When building a scalable, high performing data integration approach for a modern data architecture, companies are faced with endless possibilities. From DIY solutions built by an army of developers to out-of-the-box solutions covering one or more use cases, it’s hard to navigate the myriad choices and subsequent decision tree.
Many questions arise in the process like:
As you look for a Data Integration approach to facilitate your move to a streaming-first, modern data architecture, or assist in adopting Cloud Platforms, here are the Top 10 components you should be looking for in any solution.
Capturing data only once, not less than or more than once is often an under appreciated but very important component of a data integration solution.
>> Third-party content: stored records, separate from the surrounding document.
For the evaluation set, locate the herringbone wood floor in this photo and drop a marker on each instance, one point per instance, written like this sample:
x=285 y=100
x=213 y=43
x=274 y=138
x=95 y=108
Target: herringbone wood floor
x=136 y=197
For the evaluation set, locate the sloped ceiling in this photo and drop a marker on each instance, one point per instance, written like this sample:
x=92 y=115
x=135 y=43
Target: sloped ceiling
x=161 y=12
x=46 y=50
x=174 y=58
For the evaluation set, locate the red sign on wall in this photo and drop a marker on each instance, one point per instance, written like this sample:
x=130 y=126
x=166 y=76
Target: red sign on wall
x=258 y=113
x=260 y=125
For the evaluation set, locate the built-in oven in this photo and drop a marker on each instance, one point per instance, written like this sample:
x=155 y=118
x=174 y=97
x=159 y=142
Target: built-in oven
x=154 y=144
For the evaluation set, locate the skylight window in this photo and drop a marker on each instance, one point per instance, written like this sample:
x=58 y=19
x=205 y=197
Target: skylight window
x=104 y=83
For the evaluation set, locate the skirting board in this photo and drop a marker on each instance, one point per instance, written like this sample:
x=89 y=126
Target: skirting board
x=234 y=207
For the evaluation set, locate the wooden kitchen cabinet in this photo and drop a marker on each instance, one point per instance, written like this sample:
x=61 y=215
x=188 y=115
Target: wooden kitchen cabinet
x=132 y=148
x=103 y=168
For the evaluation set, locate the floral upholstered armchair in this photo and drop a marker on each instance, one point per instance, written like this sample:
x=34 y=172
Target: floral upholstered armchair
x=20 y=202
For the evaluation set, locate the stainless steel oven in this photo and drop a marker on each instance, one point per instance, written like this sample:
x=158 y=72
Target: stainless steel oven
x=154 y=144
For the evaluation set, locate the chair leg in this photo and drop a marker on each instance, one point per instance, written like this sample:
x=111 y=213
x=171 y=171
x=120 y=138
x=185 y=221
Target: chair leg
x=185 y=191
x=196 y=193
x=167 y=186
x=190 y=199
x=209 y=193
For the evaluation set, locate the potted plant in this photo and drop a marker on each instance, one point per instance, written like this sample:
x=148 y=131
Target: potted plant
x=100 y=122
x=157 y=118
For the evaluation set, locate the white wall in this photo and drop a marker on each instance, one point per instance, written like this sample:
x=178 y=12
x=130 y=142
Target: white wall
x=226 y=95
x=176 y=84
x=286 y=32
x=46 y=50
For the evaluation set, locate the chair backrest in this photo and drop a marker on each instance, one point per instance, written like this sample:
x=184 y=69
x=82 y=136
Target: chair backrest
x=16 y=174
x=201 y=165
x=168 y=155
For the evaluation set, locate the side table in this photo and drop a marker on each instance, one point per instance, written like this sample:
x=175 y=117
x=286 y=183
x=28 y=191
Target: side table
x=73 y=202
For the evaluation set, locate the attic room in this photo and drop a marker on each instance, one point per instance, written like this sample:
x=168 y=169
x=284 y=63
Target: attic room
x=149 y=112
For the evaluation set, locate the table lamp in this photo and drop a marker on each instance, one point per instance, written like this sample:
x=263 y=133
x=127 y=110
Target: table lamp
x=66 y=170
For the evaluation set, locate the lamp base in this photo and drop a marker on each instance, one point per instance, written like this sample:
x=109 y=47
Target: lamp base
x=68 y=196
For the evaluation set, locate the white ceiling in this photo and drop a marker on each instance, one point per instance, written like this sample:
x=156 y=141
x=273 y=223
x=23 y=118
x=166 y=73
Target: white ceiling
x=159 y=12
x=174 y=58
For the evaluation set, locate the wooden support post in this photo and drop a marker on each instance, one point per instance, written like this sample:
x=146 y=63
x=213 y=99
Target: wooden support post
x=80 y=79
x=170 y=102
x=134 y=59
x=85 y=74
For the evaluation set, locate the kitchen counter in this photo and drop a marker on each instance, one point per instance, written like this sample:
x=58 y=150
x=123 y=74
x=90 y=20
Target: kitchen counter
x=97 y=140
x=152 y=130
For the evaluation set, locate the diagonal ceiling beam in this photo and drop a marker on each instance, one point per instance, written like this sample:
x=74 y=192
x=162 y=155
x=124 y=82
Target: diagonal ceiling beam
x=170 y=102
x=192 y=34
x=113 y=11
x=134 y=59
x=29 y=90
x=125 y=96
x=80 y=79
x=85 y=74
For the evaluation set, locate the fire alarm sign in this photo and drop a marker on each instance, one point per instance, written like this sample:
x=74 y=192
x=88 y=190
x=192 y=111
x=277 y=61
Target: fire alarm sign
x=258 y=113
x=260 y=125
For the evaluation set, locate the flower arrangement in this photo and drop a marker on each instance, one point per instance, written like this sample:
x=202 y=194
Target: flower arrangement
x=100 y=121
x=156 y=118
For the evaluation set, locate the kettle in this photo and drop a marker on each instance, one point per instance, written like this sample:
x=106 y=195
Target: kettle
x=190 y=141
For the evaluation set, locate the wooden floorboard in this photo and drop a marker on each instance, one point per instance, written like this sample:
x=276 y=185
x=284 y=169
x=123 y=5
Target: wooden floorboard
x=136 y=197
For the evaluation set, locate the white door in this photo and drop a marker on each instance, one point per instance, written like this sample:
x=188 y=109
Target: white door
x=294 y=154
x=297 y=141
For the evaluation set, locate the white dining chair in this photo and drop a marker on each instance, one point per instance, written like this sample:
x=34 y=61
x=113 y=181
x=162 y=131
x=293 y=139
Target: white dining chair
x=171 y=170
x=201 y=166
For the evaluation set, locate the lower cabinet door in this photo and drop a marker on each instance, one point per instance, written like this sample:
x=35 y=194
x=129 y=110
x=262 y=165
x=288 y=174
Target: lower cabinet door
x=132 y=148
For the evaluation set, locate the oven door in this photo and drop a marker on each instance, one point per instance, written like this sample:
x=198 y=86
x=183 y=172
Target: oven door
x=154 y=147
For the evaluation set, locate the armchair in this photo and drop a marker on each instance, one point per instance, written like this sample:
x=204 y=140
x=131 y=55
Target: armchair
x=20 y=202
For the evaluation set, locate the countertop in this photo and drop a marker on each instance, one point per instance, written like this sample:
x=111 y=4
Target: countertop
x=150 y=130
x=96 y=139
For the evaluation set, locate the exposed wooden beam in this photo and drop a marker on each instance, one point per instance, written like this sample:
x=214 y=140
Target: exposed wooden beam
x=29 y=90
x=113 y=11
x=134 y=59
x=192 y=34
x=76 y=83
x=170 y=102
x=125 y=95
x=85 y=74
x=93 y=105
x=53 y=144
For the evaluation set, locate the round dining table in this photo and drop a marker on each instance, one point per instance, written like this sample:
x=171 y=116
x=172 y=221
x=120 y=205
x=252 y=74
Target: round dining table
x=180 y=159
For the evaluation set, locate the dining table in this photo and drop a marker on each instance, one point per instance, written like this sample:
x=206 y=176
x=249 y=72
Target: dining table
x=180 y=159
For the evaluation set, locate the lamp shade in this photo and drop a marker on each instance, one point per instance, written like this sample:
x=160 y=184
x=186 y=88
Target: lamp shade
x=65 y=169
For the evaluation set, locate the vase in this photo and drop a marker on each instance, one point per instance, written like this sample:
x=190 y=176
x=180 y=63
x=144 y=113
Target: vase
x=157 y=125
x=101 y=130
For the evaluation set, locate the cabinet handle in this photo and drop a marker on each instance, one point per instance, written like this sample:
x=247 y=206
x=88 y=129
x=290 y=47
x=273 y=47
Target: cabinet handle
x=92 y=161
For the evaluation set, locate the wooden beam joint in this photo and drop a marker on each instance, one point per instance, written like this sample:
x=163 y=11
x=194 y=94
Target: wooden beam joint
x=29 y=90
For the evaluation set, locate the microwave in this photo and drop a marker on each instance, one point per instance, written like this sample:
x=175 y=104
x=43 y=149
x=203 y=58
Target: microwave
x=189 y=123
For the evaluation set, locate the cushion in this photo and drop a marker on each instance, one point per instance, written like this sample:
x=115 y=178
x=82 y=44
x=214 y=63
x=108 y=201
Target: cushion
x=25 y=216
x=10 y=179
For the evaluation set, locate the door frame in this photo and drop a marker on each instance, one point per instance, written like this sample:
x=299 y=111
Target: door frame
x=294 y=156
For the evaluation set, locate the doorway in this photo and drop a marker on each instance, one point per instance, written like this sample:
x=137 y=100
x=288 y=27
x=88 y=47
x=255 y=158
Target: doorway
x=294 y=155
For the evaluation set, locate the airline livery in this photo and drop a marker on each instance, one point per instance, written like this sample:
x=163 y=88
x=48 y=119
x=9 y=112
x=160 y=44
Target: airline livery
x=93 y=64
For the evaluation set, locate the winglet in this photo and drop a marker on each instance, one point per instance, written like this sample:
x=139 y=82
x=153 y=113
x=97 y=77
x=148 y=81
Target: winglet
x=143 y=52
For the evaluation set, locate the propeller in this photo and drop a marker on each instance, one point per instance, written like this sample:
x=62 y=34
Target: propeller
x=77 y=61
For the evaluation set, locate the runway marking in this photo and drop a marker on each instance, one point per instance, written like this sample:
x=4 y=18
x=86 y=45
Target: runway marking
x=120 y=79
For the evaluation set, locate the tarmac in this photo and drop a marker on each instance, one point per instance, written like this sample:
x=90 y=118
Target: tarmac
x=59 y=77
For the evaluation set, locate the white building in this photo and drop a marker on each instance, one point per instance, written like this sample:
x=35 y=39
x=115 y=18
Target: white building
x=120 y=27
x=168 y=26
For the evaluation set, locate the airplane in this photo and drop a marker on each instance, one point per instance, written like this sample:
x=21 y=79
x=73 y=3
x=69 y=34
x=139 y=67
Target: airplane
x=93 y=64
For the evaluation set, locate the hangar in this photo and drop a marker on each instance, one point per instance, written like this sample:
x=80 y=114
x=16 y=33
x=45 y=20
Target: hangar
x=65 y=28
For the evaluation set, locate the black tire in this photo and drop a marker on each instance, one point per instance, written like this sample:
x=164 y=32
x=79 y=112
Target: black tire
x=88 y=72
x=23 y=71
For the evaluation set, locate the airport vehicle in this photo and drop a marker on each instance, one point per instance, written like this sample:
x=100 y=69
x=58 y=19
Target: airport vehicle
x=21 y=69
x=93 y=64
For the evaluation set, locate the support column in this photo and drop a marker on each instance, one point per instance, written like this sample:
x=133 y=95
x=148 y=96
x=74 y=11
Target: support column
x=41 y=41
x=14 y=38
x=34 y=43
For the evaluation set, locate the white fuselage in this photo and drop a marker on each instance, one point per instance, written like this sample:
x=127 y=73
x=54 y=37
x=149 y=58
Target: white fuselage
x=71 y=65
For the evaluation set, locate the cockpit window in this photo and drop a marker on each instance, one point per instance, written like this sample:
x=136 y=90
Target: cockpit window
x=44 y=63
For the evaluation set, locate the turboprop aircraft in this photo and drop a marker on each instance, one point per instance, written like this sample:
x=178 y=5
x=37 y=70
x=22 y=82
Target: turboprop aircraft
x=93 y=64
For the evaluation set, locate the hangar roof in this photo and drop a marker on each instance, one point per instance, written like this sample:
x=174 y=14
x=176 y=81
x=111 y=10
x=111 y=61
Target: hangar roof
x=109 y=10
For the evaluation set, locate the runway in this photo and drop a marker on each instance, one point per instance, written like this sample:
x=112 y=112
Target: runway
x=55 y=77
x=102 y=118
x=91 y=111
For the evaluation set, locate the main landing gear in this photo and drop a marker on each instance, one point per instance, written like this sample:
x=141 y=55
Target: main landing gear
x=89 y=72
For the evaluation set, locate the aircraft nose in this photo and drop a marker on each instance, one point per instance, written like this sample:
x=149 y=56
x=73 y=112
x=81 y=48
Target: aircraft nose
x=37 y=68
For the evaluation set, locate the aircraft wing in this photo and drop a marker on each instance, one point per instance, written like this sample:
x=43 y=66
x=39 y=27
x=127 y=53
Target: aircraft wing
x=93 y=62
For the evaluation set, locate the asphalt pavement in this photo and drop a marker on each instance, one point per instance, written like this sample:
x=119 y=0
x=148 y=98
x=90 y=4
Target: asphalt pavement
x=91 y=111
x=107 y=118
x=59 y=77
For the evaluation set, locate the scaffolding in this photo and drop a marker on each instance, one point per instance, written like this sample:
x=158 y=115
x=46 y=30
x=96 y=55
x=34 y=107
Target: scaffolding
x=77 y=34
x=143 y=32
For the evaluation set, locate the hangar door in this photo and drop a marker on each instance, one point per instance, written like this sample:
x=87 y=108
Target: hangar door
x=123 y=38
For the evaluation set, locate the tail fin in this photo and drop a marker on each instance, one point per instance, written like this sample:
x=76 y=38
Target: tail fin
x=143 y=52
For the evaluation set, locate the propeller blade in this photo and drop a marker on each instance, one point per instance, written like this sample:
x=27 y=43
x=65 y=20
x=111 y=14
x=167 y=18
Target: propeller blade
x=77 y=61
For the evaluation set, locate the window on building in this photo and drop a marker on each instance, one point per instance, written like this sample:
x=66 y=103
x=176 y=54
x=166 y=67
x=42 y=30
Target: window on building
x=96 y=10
Exactly once is difficult to achieve, and often overlooked if organizations don’t need it in this moment. Let’s say you are looking at website views that are being captured at 1,000,000 views per second. If you lose 1% of those views in your data tracking because you lack exactly once in your functionality, it may not be crisis-causing. However, if you are a bank looking to track malicious transactions, and you are only catching them 99.9% of the time, you will inevitably face the consequences from unhappy customers. When data pipelines break and you have to go back in time looking for when and what you need to recapture, exactly once can be an incredible asset to ensure data accuracy and reliability. Not everyone can guarantee exactly once, especially end to end, so look for a solution that provides an exactly-once guarantee to future proof your architecture. When implemented correctly you can ensure that your data and analytics teams are looking at reliable, accurate data and making decisions based off of the full picture, versus potential speculation.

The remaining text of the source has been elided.